Israele e la Risoluzione dell'UNESCO su Hebron

Israele e la Risoluzione dell’UNESCO su Hebron

Nessun politico italiano ha commentato ciò che accade in Israele è la risoluzione dell’Unesco su Hebron.  La scelta dell’Unesco di proclamare con una risoluzione votata venerdì a Cracovia come “siti palestinesi” del Patrimonio Mondiale e “in pericolo”, la Città Vecchia di Hebron e la Tomba dei Patriarchi. Peccato che io ci sia stato il giorno prima e che abbia potuto visitare il secondo luogo sacro dell’ebraismo con il rispetto che ciascun cristiano è solito portare alle religioni altrui.

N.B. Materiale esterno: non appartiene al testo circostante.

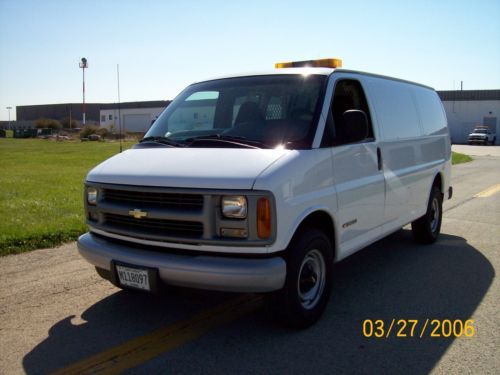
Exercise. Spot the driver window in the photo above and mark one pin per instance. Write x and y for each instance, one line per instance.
(348, 95)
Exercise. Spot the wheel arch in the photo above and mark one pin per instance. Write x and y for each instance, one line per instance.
(321, 219)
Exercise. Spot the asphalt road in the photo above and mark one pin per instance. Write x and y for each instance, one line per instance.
(55, 311)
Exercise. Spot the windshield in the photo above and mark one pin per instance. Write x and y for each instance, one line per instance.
(257, 111)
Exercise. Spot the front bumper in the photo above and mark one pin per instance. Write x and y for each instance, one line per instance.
(194, 271)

Ho potuto studiare – sempre sul posto – il legame tra la città e l’ebraismo e, soprattutto, osservare quei luoghi.  E, proprio da osservatore, pongo tre questioni: – Ero a Hebron in Giudea, in una terra che da millenni non ha cambiato mai nome e il cui significato appare piuttosto chiaro e poco riconducibile a culture diverse da quella ebraica. – Il sito religioso è la Tomba dei Patriarchi, ovvero: Abramo, Sarah, Isacco, Giacobbe e Leah, tutti nomi biblici piuttosto difficili da confondere con Maometto, Allah, Mustafa, Abdul e qualche altro nome di origine islamica. – Il luogo dove si trovano le tombe fu comprato dallo stesso Abramo per seppellirvi la moglie. Si tratta quindi di una sorta di “tomba di famiglia” risalente a un migliaio di anni prima della nascita di Maometto. Ciò che dico è documentato, e non il frutto di una posizione propagandistica. Alla luce di quanto ho visto personalmente mi chiedo se sia la vera missione dell’Unesco quella di attribuire “paternità politiche” discutibili e di grande impatto geopolitico, piuttosto che occuparsi della salvaguardia dei grandi siti storici gravemente compromessi dalle devastanti politiche di distruzione avviate da governi dittatoriali arabi contigui al terrorismo internazionale. La politica estera la si impara “sul posto”: quanti tra ministri e ambasciatori possono dire di aver visto come stanno le cose a Hebron dove io ho passato un’intera giornata non certamente turistica? Sono sicuro della risposta, pochi, spesso le questioni si preferisce non affrontarle nella maniera semplice in cui si presentano.